How to configure priorities/quotas for groups of users

By default, HTCondor provides fair sharing between individual users by keeping track of usage and adjusting their relative user priorities. Frequently, however, there is a need to allocate resources at a more abstract level. Suppose you have a single HTCondor pool shared by several sets of users. Your goal is to configure HTCondor so that each group (set) gets its fair share of the computing resources and within each group, each user gets a fair share relative to other members of the group. What is defined to be fair depends on circumstances, such as whether some groups own a larger share of the machines than others and whether some groups have a different pattern of usage such as occasional bursts of computation verses steady demand.

The following recipes can be adapted to a variety of such situations.

How to divide the machines by the machine's RANK

You can give a group of users higher priority on a specific set of machines by configuring the RANK expression. Example:

# This machine belongs to the "biology" group.
MachineOwner = "biology"

# Give high priority on this machine to the group that owns it.
STARTD_ATTRS = $(STARTD_ATTRS) MachineOwner
Rank = TARGET.Group =?= MY.MachineOwner

The above example requires that jobs be submitted with an additional custom attribute called "Group" in this example, that declares what group they belong to. See How to insert custom ClassAd attributes into a job ad for different ways of doing that.

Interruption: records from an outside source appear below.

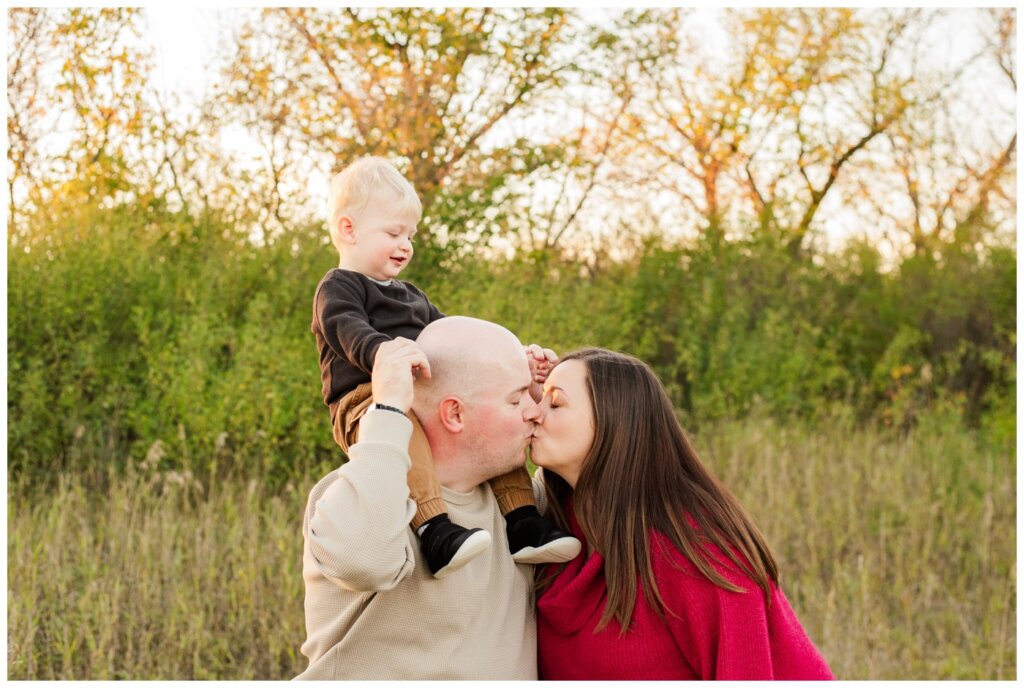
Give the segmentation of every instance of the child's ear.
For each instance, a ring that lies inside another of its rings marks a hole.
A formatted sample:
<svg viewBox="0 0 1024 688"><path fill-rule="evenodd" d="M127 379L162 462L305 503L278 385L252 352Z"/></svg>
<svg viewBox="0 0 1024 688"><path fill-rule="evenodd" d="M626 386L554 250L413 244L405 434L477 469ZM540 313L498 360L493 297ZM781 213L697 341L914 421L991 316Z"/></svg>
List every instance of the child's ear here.
<svg viewBox="0 0 1024 688"><path fill-rule="evenodd" d="M347 215L342 215L338 220L338 238L345 244L355 244L355 227Z"/></svg>

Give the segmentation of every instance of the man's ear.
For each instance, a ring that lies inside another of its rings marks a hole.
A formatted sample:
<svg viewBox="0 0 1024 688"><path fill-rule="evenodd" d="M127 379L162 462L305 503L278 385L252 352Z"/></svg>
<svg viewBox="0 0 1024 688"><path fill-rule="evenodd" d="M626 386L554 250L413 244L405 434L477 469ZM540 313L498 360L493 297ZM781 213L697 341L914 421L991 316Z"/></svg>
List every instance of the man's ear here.
<svg viewBox="0 0 1024 688"><path fill-rule="evenodd" d="M355 227L352 226L352 218L342 215L338 220L338 239L344 244L355 244Z"/></svg>
<svg viewBox="0 0 1024 688"><path fill-rule="evenodd" d="M441 425L449 432L462 432L465 428L466 406L457 396L445 396L437 404L437 413L441 419Z"/></svg>

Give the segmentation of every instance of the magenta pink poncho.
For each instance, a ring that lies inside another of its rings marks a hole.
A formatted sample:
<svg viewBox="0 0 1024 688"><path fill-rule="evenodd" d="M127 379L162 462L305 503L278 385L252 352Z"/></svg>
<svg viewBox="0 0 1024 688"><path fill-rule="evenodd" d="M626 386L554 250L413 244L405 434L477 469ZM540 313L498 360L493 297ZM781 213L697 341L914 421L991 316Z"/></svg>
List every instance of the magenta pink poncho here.
<svg viewBox="0 0 1024 688"><path fill-rule="evenodd" d="M540 675L548 680L835 679L807 637L785 595L771 587L771 605L755 583L711 546L716 568L746 593L732 593L703 577L668 539L652 533L651 552L666 618L648 606L642 589L629 633L611 620L594 630L604 610L604 559L589 559L585 544L538 601ZM728 562L728 568L721 560Z"/></svg>

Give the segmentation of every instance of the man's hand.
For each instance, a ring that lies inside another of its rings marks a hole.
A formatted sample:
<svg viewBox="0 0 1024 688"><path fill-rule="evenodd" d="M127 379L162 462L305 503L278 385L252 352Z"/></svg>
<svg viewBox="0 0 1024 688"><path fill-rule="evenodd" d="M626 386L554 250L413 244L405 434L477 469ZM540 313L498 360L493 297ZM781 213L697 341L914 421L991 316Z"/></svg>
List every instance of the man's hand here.
<svg viewBox="0 0 1024 688"><path fill-rule="evenodd" d="M413 405L413 380L430 377L430 362L423 350L411 339L398 337L384 342L374 359L374 401L408 412Z"/></svg>
<svg viewBox="0 0 1024 688"><path fill-rule="evenodd" d="M526 351L526 360L529 361L529 395L540 403L544 398L544 382L558 363L558 354L537 344L524 346L523 349Z"/></svg>

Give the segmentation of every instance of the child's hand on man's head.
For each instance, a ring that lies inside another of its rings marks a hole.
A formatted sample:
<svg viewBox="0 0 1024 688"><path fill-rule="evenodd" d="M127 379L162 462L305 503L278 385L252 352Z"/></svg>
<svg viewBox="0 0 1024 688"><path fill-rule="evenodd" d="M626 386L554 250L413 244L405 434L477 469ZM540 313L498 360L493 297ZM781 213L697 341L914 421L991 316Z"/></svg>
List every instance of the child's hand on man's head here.
<svg viewBox="0 0 1024 688"><path fill-rule="evenodd" d="M537 344L522 347L529 361L529 395L538 403L544 398L544 381L551 375L551 370L558 363L558 354L551 349L544 349Z"/></svg>
<svg viewBox="0 0 1024 688"><path fill-rule="evenodd" d="M558 363L558 354L551 349L541 348L538 344L524 346L526 360L529 361L529 374L534 382L544 382L551 370Z"/></svg>

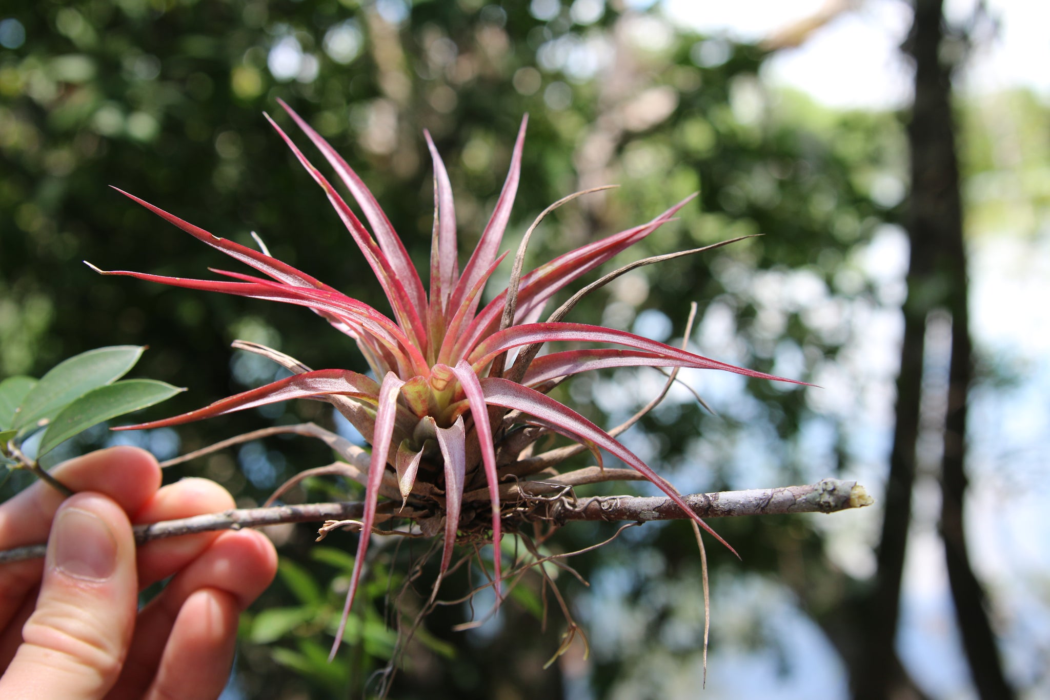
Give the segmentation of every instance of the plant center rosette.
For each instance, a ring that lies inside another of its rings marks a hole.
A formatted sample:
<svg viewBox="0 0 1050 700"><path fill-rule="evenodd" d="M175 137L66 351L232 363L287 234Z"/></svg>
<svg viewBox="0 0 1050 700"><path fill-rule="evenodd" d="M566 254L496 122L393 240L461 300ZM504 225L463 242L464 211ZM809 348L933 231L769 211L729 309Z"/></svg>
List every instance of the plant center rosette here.
<svg viewBox="0 0 1050 700"><path fill-rule="evenodd" d="M592 451L601 467L602 450L607 450L659 487L724 544L693 513L670 483L609 432L547 393L566 377L622 366L693 367L762 379L794 380L718 362L623 331L562 320L583 293L610 281L628 268L606 275L570 298L546 321L540 320L553 294L651 234L693 197L679 201L646 224L582 246L521 274L526 234L510 284L479 310L486 281L506 257L506 253L499 254L499 248L518 189L527 118L522 121L509 173L491 218L462 271L459 269L456 212L448 174L433 140L424 132L435 173L427 289L401 239L361 179L298 114L285 103L281 106L323 154L371 226L370 231L328 178L267 115L328 195L379 280L390 302L391 316L273 258L265 248L261 252L255 251L216 237L126 192L128 197L162 218L266 277L215 270L228 279L201 280L96 270L107 275L128 275L174 287L307 306L357 342L372 368L371 377L348 369L310 370L292 360L286 363L297 372L292 377L182 416L127 427L177 425L288 399L329 401L345 416L371 444L372 453L363 480L362 534L336 645L357 591L380 497L395 510L398 506L410 506L414 512L429 513L430 522L443 521L441 574L448 569L457 536L475 539L481 536L491 540L494 578L500 581L500 539L505 527L513 527L516 523L512 502L521 500L513 482L550 469L583 449ZM568 198L571 197L563 201ZM699 250L706 249L663 257ZM538 355L545 343L565 341L603 346ZM516 353L516 357L508 366L509 353ZM273 352L273 355L279 354ZM534 442L549 432L566 436L576 445L533 454ZM501 485L506 494L503 500ZM469 517L461 517L467 514L463 508L464 493L470 501L483 499L490 504L490 514L485 512L487 508L468 508Z"/></svg>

The user may set this explicitly in the job's submit description file with

+Group = "biology"

If group membership is not likely to change frequently, or you really don't want users to have to declare their group membership, you could configure the machine RANK expression to look at the built-in TARGET.User attribute, rather than relying on the custom attribute TARGET.Group. An example configuration that implements this:

MachineOwners = "user1@biology.wisc.edu user2@biology.wisc.edu"

STARTD_ATTRS = $(STARTD_ATTRS) MachineOwners
RANK = stringListMember(TARGET.User,MY.MachineOwners)

Since RANK is an arbitrary ClassAd expression, you can customize the policy in a variety of ways. For example, there could be a group with second priority on the machines. Or you could specify that some types of jobs (identified by some other ClassAd attribute in the job) have higher priorities than others. In that case, write the expression so that it produces a higher number for higher priority jobs.

The down side of RANK is that it involves preemption. RANK only comes into play when there is an existing job on a machine and the negotiator is considering whether a new job should preempt it. You can control how quickly the preemption happens in order for the new job to replace the lower priority job using MaxJobRetirementTime as described in How to disable preemption. By default, the preemption will happen immediately. This is most appropriate in HTCondor pools where groups own specific machines and want guaranteed access to them whenever they need them.

Given a choice of two machines to run a job on, it is a good idea to steer jobs towards machines that rank them higher so they stand less of a chance of being preempted in the future. Here is an example configuration that preferentially runs jobs where they are most highly ranked and secondarily prefers to run jobs on idle machines rather than claimed machines:

NEGOTIATOR_PRE_JOB_RANK = 10 * (MY.RANK) + 1 * (RemoteOwner =?= UNDEFINED)

Note that preemption by RANK trumps considerations of user priority within the pool. For example, if user A with a high (bad) user priority is competing with another user B with a low (good) user priority, user B, with the better user priority, will be able to claim more idle machines, but user A can then preempt user B if the RANK is higher. The relative user priorities therefore only matter when the RANK values are equal or when vying for unclaimed machines.

Group accounting to implement pool shares

Whereas RANK can be used to give groups preemptive priority on specific machines, HTCondor's group accounting system can be used to give groups a share of a pool that is not tied to specific machines. The HTCondor manual sections on Group Accounting and Accounting Groups with Hierarchical Group Quotas covers this topic. Please locate the manual sections for descriptions and implementation examples to follow.